The skin containing epidermis which is layered from outer to inner surface of the skin is responsible for producing Vitamin D by reacting with the ultraviolet spectrum of sunlight. People in all regions of the world can get sufficient supply of Vitamin D from sunlight which is available throughout the year in Tropics and during summers in cold temperate regions except the arctic’s, where sunlight is very low and insufficient.
In earlier times before the advent of computer age, dense industrialization and urban living, the great outdoors was the playground of mankind. Work and play, celebrations and events were mostly held during the day under the sun and the population got its supply of the vitamin without raising a finger. In fact being out in the sun for far too long exposed them to the risk of skin cancer, but that was a small risk compared to what we have done to ourselves by confining to enclosed spaces, darkened interiors and invited a menu of diseases that will put a horror story to shame.
The present sedentary lifestyle which we call modern living is paved with health hazards. Life has become a spectator sport and most people are content watching others live and play on their television screens and not budge an inch out of their couches.
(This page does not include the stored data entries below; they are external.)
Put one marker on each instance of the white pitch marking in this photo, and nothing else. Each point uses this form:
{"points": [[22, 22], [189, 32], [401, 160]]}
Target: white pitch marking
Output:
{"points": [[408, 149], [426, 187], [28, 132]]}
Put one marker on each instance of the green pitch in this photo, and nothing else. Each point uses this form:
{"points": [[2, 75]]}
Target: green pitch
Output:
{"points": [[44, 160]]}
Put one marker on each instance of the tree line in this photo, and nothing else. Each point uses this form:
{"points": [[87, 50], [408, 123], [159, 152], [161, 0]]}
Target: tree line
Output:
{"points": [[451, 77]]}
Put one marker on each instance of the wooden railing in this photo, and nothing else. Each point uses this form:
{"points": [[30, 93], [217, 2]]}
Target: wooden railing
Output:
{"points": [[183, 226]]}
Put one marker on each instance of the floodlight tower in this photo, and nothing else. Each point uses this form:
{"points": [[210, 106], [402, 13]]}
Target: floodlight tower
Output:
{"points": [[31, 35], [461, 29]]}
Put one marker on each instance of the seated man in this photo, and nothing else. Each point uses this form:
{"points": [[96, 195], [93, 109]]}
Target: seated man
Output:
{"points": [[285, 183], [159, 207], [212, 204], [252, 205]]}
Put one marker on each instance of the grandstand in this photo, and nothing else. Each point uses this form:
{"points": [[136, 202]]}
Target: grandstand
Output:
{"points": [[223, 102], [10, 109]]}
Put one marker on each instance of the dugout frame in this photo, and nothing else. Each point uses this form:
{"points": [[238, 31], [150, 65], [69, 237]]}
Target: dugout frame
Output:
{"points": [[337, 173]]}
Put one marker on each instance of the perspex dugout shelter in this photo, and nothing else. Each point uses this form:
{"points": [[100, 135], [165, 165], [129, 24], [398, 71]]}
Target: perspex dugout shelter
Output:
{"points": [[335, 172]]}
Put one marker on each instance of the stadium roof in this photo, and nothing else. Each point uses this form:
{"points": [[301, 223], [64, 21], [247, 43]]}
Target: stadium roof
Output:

An average city dweller spends roughly thirty to thirty five hours a week ogling the idiot box like a couch potato, unexposed to nature’s elements, living in a controlled artificial environment.
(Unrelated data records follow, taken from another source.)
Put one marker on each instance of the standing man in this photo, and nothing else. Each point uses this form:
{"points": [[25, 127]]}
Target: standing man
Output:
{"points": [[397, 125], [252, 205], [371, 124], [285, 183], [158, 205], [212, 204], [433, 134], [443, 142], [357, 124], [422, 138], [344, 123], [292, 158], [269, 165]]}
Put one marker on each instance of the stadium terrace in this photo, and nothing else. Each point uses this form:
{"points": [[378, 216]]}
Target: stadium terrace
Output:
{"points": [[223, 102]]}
Kids stay indoors playing on their game consoles for hours on end, or spend hours on computer terminals surfing and chatting the day away. At an age when they should go out more often to play and explore the natural world, they are confined to stifling stuffy homes where they watch the sun out of their windows and miss the beauty of a rising sun in the morning.
Working class leave homes to again park themselves in enclosed spaces of the offices and workplaces and by the time they leave, the sun is already gone. Elderly people because of their physical condition are mostly confined to old age homes, whiling the time away in the depressing indoors, rarely going out to catch sunlight. People from all age groups are prone to Vitamin D deficiency and their lifestyle is responsible for all the diseases that follow from it.